A shop selling animation-related products at downtown Tokyo's Akihabara district tries to attract foreign visitors with a sign saying "tax free shop" in languages that include English, Chinese and Korean, in April. (Zhang Yunbi/China Daily)
Despite strained relations, number of travelers from the mainland nearly doubles year-on-year
At about 10 pm at a drugstore in Tokyo's wealthy Akihabara district, two Japanese cashiers surnamed Nakayama and Mori were busy closing out their cash registers along with their Chinese colleague, a woman surnamed Xie.
Drugstores selling Japanese-made medicines and cosmetics are employing more Chinese at a time when the number of visits to Japan by Chinese travelers and shoppers has almost doubled compared with last year.

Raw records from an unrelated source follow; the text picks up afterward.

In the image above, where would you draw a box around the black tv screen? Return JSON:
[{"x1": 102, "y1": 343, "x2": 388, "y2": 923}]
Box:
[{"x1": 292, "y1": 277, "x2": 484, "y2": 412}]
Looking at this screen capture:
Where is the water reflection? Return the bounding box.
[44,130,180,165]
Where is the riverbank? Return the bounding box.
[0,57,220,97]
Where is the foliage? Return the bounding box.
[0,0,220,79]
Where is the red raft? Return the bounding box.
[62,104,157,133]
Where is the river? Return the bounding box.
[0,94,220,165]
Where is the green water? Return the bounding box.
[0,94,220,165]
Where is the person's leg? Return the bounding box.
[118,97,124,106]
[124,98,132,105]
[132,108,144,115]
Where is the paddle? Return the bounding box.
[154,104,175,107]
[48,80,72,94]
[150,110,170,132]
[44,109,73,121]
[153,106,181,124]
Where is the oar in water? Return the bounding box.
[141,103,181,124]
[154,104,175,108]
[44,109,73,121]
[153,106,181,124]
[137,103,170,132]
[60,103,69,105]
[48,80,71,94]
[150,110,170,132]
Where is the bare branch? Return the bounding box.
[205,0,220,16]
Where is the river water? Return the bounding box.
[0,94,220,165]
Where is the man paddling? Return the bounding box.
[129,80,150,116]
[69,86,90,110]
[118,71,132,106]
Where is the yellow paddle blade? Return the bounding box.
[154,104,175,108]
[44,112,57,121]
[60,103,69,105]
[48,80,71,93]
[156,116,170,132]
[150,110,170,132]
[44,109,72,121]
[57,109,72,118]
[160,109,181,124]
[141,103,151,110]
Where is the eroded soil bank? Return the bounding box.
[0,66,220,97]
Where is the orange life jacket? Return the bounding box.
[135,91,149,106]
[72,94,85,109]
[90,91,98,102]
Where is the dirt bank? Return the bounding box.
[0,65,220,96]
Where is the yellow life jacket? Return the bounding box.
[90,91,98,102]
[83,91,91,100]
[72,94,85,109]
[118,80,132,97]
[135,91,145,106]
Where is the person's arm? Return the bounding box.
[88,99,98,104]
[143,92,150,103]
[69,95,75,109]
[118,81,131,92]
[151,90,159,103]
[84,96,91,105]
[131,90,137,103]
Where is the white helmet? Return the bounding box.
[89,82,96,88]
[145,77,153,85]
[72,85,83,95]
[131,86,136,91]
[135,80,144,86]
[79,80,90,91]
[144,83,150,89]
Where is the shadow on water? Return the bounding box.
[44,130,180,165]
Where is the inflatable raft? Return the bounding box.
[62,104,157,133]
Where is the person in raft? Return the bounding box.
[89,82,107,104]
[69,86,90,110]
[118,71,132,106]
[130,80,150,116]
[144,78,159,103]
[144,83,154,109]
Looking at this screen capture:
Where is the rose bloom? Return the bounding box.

Xie was surrounded by a group of travelers from Shanghai seeking advice. They decided quickly to buy medicines to combat fever, pain and high blood pressure.
Mori told China Daily that the most sought-after medicines are those to stop colds and fevers. Shortly afterward, the Chinese shoppers bought some more medicines after consulting Xie.
One of the visiting shoppers said, "This medicine will last me for quite a long time," adding that the shoppers had just bought five Japanese-made blood pressure monitors at a nearby electronics mall.
Despite relations between China and Japan being strained by historical and territorial issues, the Japan National Tourism Organization says there were more than 1.32 million arrivals from the Chinese mainland in the first four months of this year. This is a year-on-year increase of 98.9 percent, and the Chinese mainland was the largest source of visitors.
South Korea and China's Taiwan took second and third places in the same period with more than 1.2 million and 1.1 million arrivals - year-on-year growth of 43.5 percent and 29.6 percent, according to the figures released on May 20.
In the recent cherry blossom season in Japan, foreign visitors flocked to the country. Reports said more than 90 percent of hotel rooms in downtown Tokyo were booked, and there was a shortage of visa stickers at some Japanese diplomatic missions in China.
Masanori Handa, an official at the Japan Tourism Agency under the Ministry of Land, Infrastructure, Transport and Tourism, said accommodations in Tokyo are facing challenges to a certain degree.
But "the potential is huge overall", and the Japanese government has announced an ambitious target of 20 million visits by foreigners annually by 2020.
Handa is the agency's deputy director of the Inbound Tourism Promotion Office in the International Tourism Division.
Naoki Saito, a professor of international relations at Yamanashi Prefectural University, said the growing number of travelers from China and South Korea has been expected by different localities in Japan that are suffering from sluggish growth and aging populations.